Currently, ex vivo loading is the most feasible method for DC-based vaccine development. Most of the studies that entered clinical trial employ this approach [Citation7–12]. There are several advantages to this approach as previously mentioned. This method bypasses DCs antigen presentation in a highly controllable environment so T cells priming can occur. This approach ensures the generation of a high-quality DCs in sufficient quantities for T cells priming. Furthermore, ex vivo loading produces a vaccine with very few adverse reactions due to its autologous properties.

However, the cost of production of this approach is considerably high, but this depends on the number of productions. Vaccine production by this method also requires certain facilities, so wide distribution might not be practical. On the other hand, the possibility of inducing long-term and broader immunity will eliminate the need for frequent boosters. So that, the total cost of production might eventually become cost-effective in comparison to conventional vaccine. Production at point-of-care, such as hospital and medical laboratories, can be the solution to practical limitation of this approach. In conclusion, this approach is appropriate for the COVID-19 vaccine, and the safety profile of this approach should allow clinical study to proceed.

Article highlights

  • DCs are essential in the innate immune response through the production of IFN-1 and immune cells modulation.

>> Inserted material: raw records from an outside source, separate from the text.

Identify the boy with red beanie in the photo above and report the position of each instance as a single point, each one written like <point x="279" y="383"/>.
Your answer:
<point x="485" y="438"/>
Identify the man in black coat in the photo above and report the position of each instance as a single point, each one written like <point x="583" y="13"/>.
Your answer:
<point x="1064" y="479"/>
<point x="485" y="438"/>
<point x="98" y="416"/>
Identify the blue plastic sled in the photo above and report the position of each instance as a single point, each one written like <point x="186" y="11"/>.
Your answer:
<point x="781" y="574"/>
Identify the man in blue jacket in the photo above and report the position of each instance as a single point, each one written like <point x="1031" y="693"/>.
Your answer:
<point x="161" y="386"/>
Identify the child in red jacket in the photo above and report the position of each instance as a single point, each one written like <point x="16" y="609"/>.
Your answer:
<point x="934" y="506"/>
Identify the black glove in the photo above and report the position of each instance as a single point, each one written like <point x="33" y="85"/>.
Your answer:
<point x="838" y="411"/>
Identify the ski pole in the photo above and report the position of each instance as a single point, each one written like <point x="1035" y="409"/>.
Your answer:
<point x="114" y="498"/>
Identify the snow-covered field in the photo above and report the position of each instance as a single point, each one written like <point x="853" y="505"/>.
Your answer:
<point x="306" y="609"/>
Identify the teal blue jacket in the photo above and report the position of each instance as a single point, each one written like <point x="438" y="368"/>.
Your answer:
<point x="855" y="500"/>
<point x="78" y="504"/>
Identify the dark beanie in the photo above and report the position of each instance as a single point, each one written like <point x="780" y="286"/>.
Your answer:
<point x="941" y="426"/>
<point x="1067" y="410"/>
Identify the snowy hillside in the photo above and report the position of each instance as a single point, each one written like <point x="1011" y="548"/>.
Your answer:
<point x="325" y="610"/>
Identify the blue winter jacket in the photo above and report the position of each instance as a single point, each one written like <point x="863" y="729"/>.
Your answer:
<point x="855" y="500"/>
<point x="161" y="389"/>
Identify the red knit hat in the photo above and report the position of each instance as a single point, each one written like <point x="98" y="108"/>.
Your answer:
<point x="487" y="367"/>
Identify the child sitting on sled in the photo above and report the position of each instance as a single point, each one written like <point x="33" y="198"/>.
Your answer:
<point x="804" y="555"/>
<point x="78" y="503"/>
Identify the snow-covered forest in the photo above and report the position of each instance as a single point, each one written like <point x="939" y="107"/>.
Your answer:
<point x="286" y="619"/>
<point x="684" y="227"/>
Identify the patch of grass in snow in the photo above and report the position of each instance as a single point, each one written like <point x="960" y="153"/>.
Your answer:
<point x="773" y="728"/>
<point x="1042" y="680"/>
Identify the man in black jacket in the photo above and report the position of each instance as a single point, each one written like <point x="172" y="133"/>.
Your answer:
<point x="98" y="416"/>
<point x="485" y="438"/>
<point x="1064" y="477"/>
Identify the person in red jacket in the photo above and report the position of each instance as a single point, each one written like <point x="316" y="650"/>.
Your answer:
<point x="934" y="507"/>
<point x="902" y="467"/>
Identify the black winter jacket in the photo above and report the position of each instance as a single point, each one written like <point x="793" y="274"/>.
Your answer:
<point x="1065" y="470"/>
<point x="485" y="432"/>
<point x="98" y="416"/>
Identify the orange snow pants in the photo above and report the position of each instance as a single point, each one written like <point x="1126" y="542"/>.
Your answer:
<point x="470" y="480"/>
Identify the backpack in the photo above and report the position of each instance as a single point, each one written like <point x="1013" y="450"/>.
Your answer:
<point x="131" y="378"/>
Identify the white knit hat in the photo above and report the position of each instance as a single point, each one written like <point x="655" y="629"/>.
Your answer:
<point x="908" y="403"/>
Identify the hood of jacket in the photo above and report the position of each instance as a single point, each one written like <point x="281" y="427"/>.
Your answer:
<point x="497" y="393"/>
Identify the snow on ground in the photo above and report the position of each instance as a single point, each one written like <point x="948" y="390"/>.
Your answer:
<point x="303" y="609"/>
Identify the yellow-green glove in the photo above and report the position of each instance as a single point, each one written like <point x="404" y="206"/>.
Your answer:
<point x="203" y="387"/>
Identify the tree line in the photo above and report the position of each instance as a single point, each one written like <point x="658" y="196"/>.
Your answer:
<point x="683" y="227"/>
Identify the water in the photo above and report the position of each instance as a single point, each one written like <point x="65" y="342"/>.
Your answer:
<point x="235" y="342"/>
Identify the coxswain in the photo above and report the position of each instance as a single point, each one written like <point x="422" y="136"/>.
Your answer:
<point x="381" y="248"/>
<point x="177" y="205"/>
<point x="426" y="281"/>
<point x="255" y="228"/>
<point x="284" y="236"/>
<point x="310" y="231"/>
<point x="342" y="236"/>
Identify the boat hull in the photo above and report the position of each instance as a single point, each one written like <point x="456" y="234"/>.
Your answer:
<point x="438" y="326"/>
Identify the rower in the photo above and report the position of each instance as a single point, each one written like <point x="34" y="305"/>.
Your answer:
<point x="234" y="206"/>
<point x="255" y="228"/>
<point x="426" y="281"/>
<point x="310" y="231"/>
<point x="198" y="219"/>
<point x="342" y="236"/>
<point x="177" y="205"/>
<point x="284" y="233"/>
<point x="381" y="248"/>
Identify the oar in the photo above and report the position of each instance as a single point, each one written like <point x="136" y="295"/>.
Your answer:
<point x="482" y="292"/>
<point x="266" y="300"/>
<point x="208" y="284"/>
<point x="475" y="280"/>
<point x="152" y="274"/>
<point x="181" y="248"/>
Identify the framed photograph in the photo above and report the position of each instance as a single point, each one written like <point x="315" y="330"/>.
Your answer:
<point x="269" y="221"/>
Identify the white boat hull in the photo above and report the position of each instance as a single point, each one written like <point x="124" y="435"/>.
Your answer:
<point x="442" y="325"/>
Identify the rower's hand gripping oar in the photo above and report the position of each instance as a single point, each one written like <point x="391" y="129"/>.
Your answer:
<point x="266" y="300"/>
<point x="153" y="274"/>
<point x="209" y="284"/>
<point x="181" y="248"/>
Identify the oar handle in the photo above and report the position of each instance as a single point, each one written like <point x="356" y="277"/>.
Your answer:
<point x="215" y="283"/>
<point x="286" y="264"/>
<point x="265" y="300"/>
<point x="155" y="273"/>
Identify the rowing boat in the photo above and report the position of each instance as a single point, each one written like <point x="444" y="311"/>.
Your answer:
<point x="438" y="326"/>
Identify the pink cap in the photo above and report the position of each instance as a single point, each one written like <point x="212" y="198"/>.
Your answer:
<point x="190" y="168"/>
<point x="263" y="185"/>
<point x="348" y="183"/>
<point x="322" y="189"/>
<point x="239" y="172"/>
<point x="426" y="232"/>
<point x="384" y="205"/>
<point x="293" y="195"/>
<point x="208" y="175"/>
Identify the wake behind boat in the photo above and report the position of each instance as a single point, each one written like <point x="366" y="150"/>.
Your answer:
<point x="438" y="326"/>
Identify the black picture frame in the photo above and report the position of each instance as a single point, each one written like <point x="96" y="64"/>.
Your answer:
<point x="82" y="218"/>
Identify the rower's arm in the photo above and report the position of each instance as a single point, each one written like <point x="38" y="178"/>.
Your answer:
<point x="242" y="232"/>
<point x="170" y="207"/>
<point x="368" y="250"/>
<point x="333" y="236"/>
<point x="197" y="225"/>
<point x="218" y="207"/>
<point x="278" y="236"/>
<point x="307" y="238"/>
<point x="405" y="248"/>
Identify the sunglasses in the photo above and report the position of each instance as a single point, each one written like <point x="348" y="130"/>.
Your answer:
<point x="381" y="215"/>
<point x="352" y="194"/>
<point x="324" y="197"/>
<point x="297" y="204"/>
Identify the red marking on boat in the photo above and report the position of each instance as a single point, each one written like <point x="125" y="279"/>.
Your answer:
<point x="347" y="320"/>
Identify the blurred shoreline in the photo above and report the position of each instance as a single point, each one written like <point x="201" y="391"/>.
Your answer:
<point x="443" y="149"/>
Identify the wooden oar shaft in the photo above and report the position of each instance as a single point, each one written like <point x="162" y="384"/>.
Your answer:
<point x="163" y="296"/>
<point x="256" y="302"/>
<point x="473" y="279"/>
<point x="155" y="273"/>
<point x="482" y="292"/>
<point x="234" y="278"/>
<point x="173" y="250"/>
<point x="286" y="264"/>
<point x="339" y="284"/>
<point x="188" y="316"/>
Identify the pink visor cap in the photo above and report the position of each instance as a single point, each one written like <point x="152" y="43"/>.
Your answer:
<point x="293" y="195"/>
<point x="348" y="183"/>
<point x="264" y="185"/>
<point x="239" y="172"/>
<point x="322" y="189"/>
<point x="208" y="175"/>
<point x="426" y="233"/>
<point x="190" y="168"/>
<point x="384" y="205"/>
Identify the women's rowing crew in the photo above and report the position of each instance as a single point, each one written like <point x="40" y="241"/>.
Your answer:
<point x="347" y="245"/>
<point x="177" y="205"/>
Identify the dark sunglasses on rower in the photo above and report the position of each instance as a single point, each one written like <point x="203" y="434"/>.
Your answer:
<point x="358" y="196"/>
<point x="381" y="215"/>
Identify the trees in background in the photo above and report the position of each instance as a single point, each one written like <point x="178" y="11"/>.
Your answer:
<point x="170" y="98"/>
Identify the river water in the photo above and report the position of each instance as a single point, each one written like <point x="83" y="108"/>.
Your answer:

  • DCs are the most important APCs that activate various T cells immune responses.

  • SARS-CoV-2 can directly infect DCs causing inadequate innate and adaptive immune response.

  • COVID-19 vaccination targeting DCs might result in better outcomes and potentially causes long-term and broader spectrum immunity.

  • Ex vivo loading of antigens is an appropriate approach in manufacturing DCs-based vaccines for COVID-19. Because this approach bypasses the rigorous process of antigen presentation inside the body, results in high quality and quantity antigen-loaded mature DCs and has a well-established safety profile.

Declaration of interest

The authors have no relevant affiliations or financial involvement with any organization or entity with a financial interest in or financial conflict with the subject matter or materials discussed in the manuscript. This includes employment, consultancies, honoraria, stock ownership or options, expert testimony, grants or patents received or pending, or royalties.

Reviewer disclosures

Peer reviewers on this manuscript have no relevant financial or other relationships to disclose.

Additional information

Funding

This paper was funded by Cellcure Center RSPAD Gatot Soebroto.